À la suite d’un changement professionnel brutal, Xavier Turquin a délaissé le Kirchberg afin de lutter pour le climat, jusqu’à devenir directeur de Greenpeace Luxembourg.

À l’occasion du «jour du dépassement» du Grand-Duché, Xavier Turquin, fraîchement nommé directeur de Greenpeace Luxembourg, cible les priorités et les dangers pour l’environnement national comme mondial.

Quelques jours après l’annonce de mesures du gouvernement et de la Chambre des salariés afin, respectivement, de lutter contre le changement climatique et d’en protéger les salariés, le Luxembourg a atteint son «jour du dépassement» aujourd’hui. En ce 17 février, la Terre ne peut plus satisfaire la demande en ressources du pays, ce qui permet à Xavier Turquin, directeur de Greenpeace Luxembourg, de rappeler l’urgence environnementale. Nommé à la direction depuis septembre dernier, cet ancien travailleur au Kirchberg ne manque pas de dossiers, ni de motivation pour son nouveau poste.

Le Luxembourg vient de consommer toutes les ressources naturelles que la Terre peut lui attribuer en un an. Qu’est-ce que ce jour vous inspire ?

Xavier Turquin : C’est un calcul théorique, mais un calcul symbolique et extrêmement puissant afin de montrer que l’on va au-delà de nos ressources. Il y a une métaphore que j’aime bien, surtout ici au Luxembourg. C’est que si l’on gérait la planète comme on gère des finances, la planète serait notre capital et ses intérêts seraient les plantes qui poussent, le cuivre que l’on extrait ou l’air que l’on respire.

Tout ce capital, quand on le prend, il ne se reconstruit pas. Théoriquement, on ne devrait vivre qu’avec ses intérêts. Imaginez que l’on soit un foyer et que, le 17 février, on ait consommé tous les intérêts produits par son compte pour l’année. On ne pourrait alors plus vivre.

Je vais paraphraser Timothée Parrique (NDLR : un économiste français) : si la nature était une banque, cela ferait longtemps qu’elle aurait arrêté de nous prêter (…). Nous vivons à crédit depuis les années 50, depuis que des scientifiques ont démontré que l’humain a modifié la structure de la planète à force d’abuser de ses ressources.

Le « jour du dépassement«  est un élément intéressant, car il interroge sur la question de savoir pourquoi l’on consomme autant. Il y a une accélération des inégalités sociales et climatiques et nous sommes en train de dérégler tout notre système planétaire. Cela m’inspire donc une forme de colère, mais une colère qui m’apporte de l’énergie.

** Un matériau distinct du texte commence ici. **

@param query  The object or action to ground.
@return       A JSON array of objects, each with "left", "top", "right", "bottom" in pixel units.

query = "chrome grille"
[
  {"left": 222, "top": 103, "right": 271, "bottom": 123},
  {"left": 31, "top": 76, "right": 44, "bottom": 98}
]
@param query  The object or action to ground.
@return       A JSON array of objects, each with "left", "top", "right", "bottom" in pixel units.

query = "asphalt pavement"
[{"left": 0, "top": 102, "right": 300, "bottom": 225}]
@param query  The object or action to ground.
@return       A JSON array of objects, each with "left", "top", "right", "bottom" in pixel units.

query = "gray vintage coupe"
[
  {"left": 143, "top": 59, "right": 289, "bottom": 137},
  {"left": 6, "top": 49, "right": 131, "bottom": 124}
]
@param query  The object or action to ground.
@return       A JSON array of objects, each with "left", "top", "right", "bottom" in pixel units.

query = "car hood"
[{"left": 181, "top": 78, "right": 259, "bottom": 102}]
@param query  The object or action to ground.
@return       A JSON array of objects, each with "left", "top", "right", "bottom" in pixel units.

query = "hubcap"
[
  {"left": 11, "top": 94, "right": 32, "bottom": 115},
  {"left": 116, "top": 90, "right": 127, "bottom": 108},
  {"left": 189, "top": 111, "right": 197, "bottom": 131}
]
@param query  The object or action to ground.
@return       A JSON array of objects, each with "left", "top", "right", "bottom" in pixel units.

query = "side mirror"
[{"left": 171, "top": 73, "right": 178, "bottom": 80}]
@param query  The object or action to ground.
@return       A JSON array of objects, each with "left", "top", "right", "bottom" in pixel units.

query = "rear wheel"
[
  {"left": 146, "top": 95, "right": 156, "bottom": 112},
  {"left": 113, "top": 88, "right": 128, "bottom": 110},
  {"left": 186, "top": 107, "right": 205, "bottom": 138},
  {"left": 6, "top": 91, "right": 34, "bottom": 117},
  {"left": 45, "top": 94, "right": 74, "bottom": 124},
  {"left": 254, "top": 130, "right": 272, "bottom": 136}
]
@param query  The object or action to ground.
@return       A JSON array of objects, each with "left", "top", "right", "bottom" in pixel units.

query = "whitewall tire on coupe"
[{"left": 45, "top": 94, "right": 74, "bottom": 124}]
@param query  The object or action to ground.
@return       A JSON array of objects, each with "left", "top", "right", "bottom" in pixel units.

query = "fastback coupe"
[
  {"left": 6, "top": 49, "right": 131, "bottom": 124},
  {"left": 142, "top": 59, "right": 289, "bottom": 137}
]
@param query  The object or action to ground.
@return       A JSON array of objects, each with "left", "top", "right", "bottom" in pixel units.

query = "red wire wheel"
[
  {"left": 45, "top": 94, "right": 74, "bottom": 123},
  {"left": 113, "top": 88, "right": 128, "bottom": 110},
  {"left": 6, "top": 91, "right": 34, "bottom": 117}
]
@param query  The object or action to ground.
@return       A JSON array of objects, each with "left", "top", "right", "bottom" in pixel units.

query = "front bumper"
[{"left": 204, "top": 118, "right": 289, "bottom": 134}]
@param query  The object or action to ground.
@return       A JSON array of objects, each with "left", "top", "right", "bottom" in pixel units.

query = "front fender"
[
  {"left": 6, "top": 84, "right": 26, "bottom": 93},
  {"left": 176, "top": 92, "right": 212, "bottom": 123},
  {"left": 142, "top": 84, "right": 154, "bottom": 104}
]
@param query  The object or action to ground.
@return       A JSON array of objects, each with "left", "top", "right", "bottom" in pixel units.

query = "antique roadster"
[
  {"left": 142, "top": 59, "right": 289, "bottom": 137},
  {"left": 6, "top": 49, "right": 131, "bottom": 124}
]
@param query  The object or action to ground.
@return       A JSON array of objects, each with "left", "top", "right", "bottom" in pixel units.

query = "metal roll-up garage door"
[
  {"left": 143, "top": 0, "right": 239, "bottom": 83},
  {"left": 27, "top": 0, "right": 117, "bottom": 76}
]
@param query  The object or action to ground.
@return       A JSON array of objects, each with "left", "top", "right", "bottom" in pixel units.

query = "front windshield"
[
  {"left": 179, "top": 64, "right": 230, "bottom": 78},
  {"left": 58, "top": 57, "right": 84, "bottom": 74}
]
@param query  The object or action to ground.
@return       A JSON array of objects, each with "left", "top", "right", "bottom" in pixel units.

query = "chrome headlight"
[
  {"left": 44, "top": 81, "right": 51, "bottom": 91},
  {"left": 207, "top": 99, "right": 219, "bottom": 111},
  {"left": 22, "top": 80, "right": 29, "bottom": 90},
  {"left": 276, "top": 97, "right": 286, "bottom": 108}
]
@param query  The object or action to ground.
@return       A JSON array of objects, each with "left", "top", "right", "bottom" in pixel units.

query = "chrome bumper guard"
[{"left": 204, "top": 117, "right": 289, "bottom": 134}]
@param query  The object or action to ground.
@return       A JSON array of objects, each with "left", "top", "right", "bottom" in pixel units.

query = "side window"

Le 7 février dernier, le ministère de l’Environnement a dévoilé 131 mesures d’adaptation aux effets du changement climatique. Qu’en pensez-vous ?

Ils auraient pu en présenter 100 comme 200, la question n’est pas le nombre de mesures, mais de savoir si elles vont être appliquées. Depuis des années, on cumule les plans nationaux qui ne sont pas suivis de faits, que ce soit pour l’énergie, le climat, la biodiversité.

Les impacts ne sont pas là, inexistants face à la moindre difficulté. Alors, on va nous dire que ces sujets constituent des deuxième ou troisième priorité. L’exemple d’actualité, c’est l’agriculture. Il y a quelques tracteurs qui manifestent en Europe, en sachant qu’ils sont soutenus par des syndicats, d’un coup, on allège les contraintes administratives mais surtout environnementales.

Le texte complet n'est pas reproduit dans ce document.